Реки не замерзают | страница 126



Муса разводил руками: случайность, никто не виноват, больной, мол, был человек. А грузчики шептались по углам: и чего, мол, не отдал? Чего, мол, за чужое добро башку свою подставил? Виноватых и правда не искали. Порешили, что, мол обычная скоропостижная смерть. Переволновался, мол, человек из-за семейных передряг. С кем не бывает? Петра Петровича Муса в отпуск отправил, что б языком много не болтал. А тот, сам вину за собой чувствуя, особо и не рвался правду искать, да виновного наказывать. Совсем он растерялся, на похороны даже не пошел. Но на третью ночь, как схоронили сотоварища, видит сон. Сидит он в деревенской избе за дощатым, не крытым скатертью столом, а напротив него какой-то дед сурового вида с густыми насупленными бровями.

— Ты чего ж это, Петька, — говорит грозно и зло, — задуманного не хочешь исполнить? Ты раз решил, так, исправляй, шельмец!

— Чего исполнить? — спрашивает Петр Петрович, а сам силится вспомнить, что же это за суровый старик?

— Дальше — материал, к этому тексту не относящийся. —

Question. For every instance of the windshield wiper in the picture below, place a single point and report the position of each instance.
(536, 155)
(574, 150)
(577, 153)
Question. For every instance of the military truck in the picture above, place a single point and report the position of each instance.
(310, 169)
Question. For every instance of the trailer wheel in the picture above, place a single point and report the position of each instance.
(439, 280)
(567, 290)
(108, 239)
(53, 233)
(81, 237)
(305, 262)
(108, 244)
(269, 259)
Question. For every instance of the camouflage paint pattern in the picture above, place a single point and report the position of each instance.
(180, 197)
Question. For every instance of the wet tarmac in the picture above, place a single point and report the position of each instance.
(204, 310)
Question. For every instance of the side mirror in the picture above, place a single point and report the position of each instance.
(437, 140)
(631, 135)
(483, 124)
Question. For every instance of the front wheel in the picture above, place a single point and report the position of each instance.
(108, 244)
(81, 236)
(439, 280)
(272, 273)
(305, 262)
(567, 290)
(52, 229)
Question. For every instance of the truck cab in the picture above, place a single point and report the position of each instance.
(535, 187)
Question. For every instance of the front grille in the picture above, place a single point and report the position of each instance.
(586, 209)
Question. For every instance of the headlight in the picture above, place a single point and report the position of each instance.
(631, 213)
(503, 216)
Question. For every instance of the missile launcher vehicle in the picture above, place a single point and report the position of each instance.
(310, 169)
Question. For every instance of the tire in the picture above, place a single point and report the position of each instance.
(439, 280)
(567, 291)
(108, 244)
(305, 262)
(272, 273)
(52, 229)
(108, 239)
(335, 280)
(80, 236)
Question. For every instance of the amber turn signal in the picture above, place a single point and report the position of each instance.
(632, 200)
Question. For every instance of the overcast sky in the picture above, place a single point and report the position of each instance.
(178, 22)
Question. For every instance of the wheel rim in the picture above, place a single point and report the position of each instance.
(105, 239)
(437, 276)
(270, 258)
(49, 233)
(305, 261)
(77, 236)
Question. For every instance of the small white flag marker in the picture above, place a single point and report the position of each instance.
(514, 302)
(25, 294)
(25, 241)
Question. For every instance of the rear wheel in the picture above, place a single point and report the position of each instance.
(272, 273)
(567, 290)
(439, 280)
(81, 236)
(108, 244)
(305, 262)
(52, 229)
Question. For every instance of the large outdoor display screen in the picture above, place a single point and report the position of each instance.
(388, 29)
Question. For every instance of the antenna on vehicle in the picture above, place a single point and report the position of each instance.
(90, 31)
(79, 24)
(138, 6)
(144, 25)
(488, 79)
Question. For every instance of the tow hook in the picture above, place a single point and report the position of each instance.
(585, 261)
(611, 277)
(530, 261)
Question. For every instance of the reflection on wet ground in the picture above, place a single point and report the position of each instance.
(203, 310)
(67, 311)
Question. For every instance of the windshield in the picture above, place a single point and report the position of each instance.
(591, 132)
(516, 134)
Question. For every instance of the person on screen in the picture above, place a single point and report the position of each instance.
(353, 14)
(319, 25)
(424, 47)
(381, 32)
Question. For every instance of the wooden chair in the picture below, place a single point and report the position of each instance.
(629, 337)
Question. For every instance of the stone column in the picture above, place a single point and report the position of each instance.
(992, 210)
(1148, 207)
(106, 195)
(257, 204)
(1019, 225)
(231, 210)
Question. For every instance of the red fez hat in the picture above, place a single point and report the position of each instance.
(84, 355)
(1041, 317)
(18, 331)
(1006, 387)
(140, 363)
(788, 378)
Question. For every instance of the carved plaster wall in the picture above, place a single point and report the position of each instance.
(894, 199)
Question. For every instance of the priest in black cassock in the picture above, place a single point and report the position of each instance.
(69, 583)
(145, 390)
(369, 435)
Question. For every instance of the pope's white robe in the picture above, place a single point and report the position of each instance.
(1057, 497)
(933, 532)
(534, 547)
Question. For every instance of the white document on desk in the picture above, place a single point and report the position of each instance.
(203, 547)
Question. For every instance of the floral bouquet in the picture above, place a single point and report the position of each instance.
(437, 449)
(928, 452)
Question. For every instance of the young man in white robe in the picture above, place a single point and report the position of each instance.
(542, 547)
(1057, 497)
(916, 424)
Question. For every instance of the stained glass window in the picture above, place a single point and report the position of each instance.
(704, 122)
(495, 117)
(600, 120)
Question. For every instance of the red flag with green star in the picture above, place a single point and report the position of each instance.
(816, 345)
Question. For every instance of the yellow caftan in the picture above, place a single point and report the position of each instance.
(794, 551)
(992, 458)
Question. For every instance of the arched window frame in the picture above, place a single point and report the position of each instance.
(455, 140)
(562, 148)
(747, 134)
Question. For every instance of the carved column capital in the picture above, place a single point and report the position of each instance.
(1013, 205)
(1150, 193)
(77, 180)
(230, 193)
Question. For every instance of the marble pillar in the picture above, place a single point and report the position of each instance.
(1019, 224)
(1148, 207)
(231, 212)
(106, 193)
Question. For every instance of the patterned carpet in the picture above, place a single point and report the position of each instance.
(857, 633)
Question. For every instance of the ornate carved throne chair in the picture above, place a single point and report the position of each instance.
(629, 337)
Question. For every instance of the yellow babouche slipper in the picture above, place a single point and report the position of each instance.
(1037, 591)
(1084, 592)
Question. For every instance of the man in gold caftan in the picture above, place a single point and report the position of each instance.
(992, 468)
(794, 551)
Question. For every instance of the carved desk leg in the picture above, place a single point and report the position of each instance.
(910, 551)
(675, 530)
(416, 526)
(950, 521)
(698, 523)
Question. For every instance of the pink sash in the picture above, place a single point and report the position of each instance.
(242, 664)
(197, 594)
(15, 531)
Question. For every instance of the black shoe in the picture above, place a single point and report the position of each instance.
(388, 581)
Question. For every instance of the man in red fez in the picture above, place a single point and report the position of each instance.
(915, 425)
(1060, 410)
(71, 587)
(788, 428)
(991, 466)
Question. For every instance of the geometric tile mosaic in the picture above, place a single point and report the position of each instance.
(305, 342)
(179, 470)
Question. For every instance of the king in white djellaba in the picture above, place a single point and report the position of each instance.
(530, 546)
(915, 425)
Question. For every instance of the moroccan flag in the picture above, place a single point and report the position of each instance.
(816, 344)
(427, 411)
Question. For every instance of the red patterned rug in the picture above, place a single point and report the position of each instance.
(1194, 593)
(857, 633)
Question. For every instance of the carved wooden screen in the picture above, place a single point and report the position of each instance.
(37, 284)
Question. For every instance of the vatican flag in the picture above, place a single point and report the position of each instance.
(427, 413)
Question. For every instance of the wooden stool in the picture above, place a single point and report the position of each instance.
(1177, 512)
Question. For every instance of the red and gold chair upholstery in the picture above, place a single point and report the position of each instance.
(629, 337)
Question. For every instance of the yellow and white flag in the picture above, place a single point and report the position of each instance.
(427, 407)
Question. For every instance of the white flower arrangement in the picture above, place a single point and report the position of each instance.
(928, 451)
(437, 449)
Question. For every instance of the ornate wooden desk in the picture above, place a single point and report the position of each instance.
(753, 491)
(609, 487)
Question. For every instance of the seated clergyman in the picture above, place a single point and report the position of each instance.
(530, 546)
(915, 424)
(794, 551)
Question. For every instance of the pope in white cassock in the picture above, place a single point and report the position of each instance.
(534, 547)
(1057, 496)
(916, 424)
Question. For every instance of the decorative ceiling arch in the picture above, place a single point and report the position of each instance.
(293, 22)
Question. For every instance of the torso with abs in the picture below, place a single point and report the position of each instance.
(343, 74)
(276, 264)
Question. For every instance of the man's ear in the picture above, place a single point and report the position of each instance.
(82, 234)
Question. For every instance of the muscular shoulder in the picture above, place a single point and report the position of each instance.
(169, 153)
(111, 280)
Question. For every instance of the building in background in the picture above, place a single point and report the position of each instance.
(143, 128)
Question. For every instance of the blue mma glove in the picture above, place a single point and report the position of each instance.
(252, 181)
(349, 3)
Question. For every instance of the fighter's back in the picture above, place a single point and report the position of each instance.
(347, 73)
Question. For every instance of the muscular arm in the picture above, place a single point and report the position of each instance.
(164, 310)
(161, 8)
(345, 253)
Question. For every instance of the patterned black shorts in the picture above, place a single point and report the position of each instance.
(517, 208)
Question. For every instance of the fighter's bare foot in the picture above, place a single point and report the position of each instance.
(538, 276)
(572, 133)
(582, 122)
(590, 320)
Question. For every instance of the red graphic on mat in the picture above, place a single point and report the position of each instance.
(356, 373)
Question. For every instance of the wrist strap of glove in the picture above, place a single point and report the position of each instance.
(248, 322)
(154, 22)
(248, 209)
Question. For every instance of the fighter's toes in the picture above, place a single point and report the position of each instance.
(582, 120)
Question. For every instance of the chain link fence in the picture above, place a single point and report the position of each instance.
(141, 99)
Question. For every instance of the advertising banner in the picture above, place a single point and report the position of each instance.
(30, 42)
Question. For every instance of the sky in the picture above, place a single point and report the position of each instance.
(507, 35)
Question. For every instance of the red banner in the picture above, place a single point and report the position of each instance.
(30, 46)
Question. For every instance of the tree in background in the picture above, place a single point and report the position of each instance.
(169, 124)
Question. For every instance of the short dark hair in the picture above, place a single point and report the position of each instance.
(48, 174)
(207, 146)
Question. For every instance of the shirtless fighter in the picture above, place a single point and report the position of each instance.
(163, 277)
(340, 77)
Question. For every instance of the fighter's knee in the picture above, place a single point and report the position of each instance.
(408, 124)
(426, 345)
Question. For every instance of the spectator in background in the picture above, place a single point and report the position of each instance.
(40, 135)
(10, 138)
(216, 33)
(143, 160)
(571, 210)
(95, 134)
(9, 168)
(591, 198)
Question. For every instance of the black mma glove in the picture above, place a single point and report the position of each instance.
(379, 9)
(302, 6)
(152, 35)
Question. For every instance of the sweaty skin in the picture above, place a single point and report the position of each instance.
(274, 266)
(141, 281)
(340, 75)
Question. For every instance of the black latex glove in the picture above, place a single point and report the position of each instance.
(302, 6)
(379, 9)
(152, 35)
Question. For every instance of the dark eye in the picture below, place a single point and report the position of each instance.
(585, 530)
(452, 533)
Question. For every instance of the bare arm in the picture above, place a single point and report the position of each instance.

И вдруг, разом всплывает в памяти: Иван Григорьевич, председатель сельсовета. Его Петр Петрович лишь пацаном видел, умер тот в конце пятидесятых. Говорили про него, что в свое время был несгибаемым борцом с кулаками, да с попами-захребетниками. Одних в Сибирь, других — под суд за контрреволюцию. Храмы закрывал, колокола — с колоколен вниз долой, иконы — в костер. Много, говорили, за его плечами людского горя да слез схоронилось…

— Ты мне Ваньку не валяй! — грозно наседает, меж тем, Иван Григорьевич, — знаешь прекрасно, что тебе след исполнить. Что б завтра же и сделал!

— А как вы меня нашли? — спрашивает Петр Петрович. — Ведь больше сорока лет не видались?

— А что мне тебя искать-то, охламона? — стучит по столу кулаком дед. — Ты у меня всю жизнь перед глазами. Учу я тебя, учу уму-разуму, да, вижу, что не туда ты хочешь пойти, не в мою сторону. Да я тебя в порошок! Да я тебя свиньям скормлю, если не выполнишь, что решил! Да я тебя своими руками… — дед тянет через стол высохшие темные, словно измазанные какой грязью руки с огромными загнутыми вниз желтыми ногтями, — Задавлю, как кутенка…

Тут Петр Петрович проснулся в холодном поту и в тот же миг сообразил, чего от него добивался мерзкий злобный старик. «Это что б я сплясал, — подумал со страхом, — точно, что б на могиле русскую плясовую сбацал, я ведь всю жизнь свою об этом мечтал. Но только как же теперь, после всего, что было? Теперь никак не возможно…»

Утром жене о сне ни пол слова не сказал, но на кладбище все-таки решил побывать — на всякий случай. Съездил на работу, расспросил у грузчиков, где могила и прямиком в Орлецы. Сначала там к храму подошел, ровненькому и стройному, как свеча восковая. Не так давно его здесь возвели и Петр Петрович прежде его ни разу не видел. Постоял, посмотрел, хотел, было, и перекреститься, но рука от чего-то не поднялась. Словно, через руку дед Иван на него сурово взглянул и пальцем погрозил: смотри, мол, у меня, помни за чем пришел!